གཟའ་སྤེན་པ། ༢༠༢༤/༠༧/༢༧

Many Issues on Agenda for President Bush in China


On Saturday, President Bush begins a three-day visit to China where he is expected to discuss ways to improve ties that U.S. officials already describe as very good. While the two countries cooperate on a number of security and trade issues, the bilateral relationship is complicated at times by human rights concerns and events in Taiwan. A preview of the President's visit.

Speaking for the Bush administration last week, National Security advisor Stephen Hadley said U.S.-China relations have rarely been better than they are now.

"I think we have got a very solid relationship that allows us to work candidly with one another and work together on a lot of common problems, on proliferation, on counterterrorism, on trade issues, on the six-party talks," he said.

In a speech on Wednesday in Kyoto, Japan, President Bush sent a message to Chinese leaders in advance of his upcoming visit.

"By embracing freedom at all levels, Taiwan has delivered prosperity to its people and created a free and democratic Chinese society."

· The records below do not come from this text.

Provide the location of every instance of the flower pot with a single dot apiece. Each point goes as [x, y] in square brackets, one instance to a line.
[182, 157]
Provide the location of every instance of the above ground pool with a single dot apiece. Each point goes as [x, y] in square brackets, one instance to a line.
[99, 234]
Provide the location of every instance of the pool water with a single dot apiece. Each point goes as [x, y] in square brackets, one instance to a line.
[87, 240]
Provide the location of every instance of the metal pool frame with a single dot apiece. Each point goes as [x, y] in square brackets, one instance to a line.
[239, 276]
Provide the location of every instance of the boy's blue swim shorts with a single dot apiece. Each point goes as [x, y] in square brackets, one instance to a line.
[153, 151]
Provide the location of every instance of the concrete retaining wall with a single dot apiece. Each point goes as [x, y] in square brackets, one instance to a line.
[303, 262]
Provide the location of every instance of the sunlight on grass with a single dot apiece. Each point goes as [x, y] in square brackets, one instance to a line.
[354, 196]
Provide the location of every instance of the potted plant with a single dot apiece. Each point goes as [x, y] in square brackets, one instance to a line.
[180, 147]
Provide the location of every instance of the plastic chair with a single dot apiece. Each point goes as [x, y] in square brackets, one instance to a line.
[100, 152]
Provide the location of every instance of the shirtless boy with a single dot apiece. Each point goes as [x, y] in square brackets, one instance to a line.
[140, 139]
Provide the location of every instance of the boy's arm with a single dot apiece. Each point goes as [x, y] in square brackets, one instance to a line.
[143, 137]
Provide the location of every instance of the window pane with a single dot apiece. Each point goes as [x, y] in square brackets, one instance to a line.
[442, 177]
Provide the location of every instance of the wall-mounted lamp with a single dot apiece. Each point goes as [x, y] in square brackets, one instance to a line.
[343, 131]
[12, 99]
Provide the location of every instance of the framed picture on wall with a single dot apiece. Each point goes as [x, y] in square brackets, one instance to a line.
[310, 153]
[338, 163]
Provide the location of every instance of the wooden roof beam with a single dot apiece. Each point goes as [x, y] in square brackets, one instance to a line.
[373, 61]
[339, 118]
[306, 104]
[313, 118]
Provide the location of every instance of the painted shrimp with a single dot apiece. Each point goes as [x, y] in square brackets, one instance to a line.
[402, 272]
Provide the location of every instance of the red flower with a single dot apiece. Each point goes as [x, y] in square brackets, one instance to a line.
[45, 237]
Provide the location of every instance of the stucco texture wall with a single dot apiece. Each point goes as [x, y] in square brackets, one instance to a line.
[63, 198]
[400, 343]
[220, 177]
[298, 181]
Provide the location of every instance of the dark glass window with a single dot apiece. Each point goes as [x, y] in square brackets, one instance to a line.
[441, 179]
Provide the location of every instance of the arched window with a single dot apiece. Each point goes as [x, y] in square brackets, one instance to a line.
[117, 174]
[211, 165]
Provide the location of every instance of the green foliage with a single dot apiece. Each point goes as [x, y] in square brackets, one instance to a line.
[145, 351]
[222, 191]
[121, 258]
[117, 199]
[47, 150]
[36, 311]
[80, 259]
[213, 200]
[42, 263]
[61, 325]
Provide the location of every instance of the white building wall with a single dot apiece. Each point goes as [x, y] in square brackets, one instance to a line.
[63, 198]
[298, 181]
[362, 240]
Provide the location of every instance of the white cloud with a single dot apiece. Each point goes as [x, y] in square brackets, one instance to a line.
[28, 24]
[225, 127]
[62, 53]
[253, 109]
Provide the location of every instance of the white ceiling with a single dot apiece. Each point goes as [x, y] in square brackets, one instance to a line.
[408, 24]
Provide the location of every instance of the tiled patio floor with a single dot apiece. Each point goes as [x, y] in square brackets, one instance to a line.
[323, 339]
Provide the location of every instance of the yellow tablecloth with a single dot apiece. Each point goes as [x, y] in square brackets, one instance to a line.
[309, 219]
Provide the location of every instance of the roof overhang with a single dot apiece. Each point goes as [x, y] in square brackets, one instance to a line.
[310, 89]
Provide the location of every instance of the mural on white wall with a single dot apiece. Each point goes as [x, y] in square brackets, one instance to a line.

The candid remark about freedoms in Taiwan, which China regards as a renegade province, highlighted the matter on the mainland.

Chinese Foreign Minister Li Zhaoxing was quick to respond. "We have to work hard and not pay attention to those people who talk about this or that, trying to shake our conviction, especially when it comes to our love of the motherland."

Mr. Bush visits a China that is experiencing an unprecedented economic boom. The country today makes jets and space rockets; skyscrapers are changing urban landscapes, and exports are flooding global markets, including the United States. However, some American economists say the expansion is fueled by artificially low wages and currency exchange rates.

Jing Huang, a senior fellow at the Brookings Institution -- a Washington, D.C. think tank -- says this hurts Chinese workers, benefiting only the country's unelected rulers and multinational corporations. "It enables them to keep salaries low. It enables them to prevent the Chinese working forces to form any union. It enables them to deprive Chinese workers of some benefits they deserve."

U.S. officials have voiced concern for religious freedom in China, mentioning in particular Tibetan spiritual leader, the Dalai Lama. President Bush has underscored the issue with a plan to attend Sunday mass at a Christian church in Beijing and a call for freedom of speech.

The president said, "I have pointed out that the people of China want more freedom to express themselves, to worship without state control, to print Bibles and other sacred texts without fear of punishment."

Intellectual property rights are also expected to be on President Bush's agenda in China. However, Jing Huang says this is a complicated issue that pits China's national government against local leaders.

"If you talk with leaders in Beijing, they are genuinely sincere. They want to cooperate with us to promote intellectual property rights,” he told us. “But, if you go to localities, it's a totally different story. So, we are fighting actually not with Beijing, we're fighting with local governments in Sichuan, Henan, Shandong. Those governments protect piracy of intellectual rights, because they can benefit from it."

The Bush administration has expressed satisfaction with statements made by Chinese officials during President Hu Jintao's September visit to New York. National Security advisor Stephen Hadley says the issue now is to translate those statements into action.